Kehadiran seorang bayi sesungguhnya dapat memberikan rasa takjub. The power of baby, kata seorang teman. Mengamati perkembangan fisik bayi saja sudah menumbuhkan kekaguman melihat cara Tuhan bekerja dalam tubuh manusia. Belum lagi melihat rasa takjub seorang anak terhadap satu hal yang sama/rutin. Anak kami yang berusia 19 bulan tidak pernah bosan mendengarkan gubahan Franz von Suppé berjudul Light Cavalry Overture yang dipentaskan di Aula Simfonia Jakarta dengan Bapak Stephen Tong sebagai konduktornya. Bahkan ia selalu menantikan menit ke 3:25 dari lagu tersebut dan pengulangannya. Hal itu mengingatkan saya pada satu peristiwa di tahun 2000. Ketika itu keponakan saya masih balita dan kami sedang berlibur ke Yogyakarta dari Jakarta dengan mengendarai mobil. Sepanjang perjalanan yang memakan waktu sekitar 10 jam, ia terus menyanyikan lagu anak-anak dari kaset seorang penyanyi cilik. Ia hanya berhenti waktu mobil berhenti untuk makan, mengisi bensin, atau ke toilet. Kedua orang tuanya sampai bosan karena saat di rumah pun lagu tersebut sering diputar. Mungkin di antara pembaca ada yang memiliki pengalaman serupa karena secara umum demikianlah adanya anak-anak kecil.
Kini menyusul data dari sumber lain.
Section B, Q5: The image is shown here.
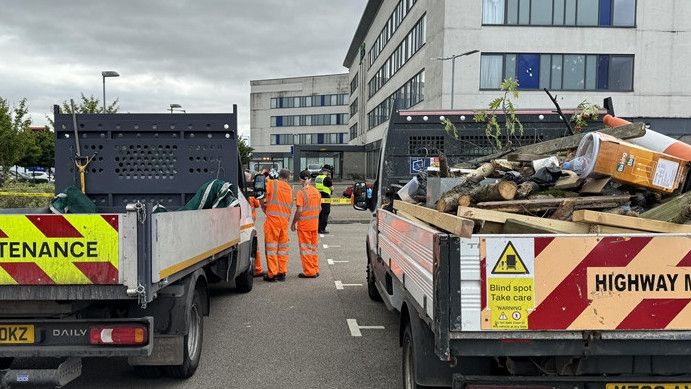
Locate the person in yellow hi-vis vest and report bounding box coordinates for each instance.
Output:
[314,165,333,234]
[290,170,321,278]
Mungkin itu salah satu alasan mengapa anak-anak mudah menjadi bahagia. Mereka memiliki “sense of wonder” yang besar, sedang orang dewasa mulai kehilangan hal itu. Anak-anak kecil mudah takjub dan kagum dengan keseharian hidup. Orang dewasa mudah bosan. Kasihan, bukan? Apalagi di masa PSBB ini. Mungkin ada yang merindukan mal, kafe, bioskop, berpesiar, dan seterusnya. Sekarang hampir semua tempat hiburan tutup kecuali lewat media internet.

Bisa jadi mengapa Tuhan Yesus berkata bahwa hendaklah kamu seperti anak-anak (Mrk. 10:14-15) ada kaitannya juga dengan hal di atas. Di situ dicatat Yesus berkata bahwa orang-orang seperti itulah (maksudnya seperti anak-anak) yang empunya Kerajaan Allah. Anak-anak sangat bergantung kepada orang tua mereka. Demikian pula seharusnya anak-anak Bapa Sorgawi. Anak-anak juga sangat mudah merasa kagum dan gampang menampik rasa bosan. Mereka tetap terpesona dengan hal-hal yang sudah berulang kali mereka lihat, dengar, dan rasakan. Anak-anak mudah menemukan “kebaruan” dalam suatu hal. Mereka mudah terkesima. Bagaimana dengan kita? Apakah betul kasih karunia Tuhan selalu baru setiap pagi (Rat. 3:22-23) untuk kita? Apakah kita masih merasa takjub saat bangun di pagi hari karena Tuhan masih memberi napas kehidupan untuk kita?

Izinkan saya memberikan PR (Pekerjaan Rumah) bagi pembaca. Cobalah untuk membuat daftar hal-hal yang menakjubkan yang selama ini kita abaikan karena kita anggap biasa. Setelah itu, naikkanlah doa ucapan syukur kita. Soli Deo gloria.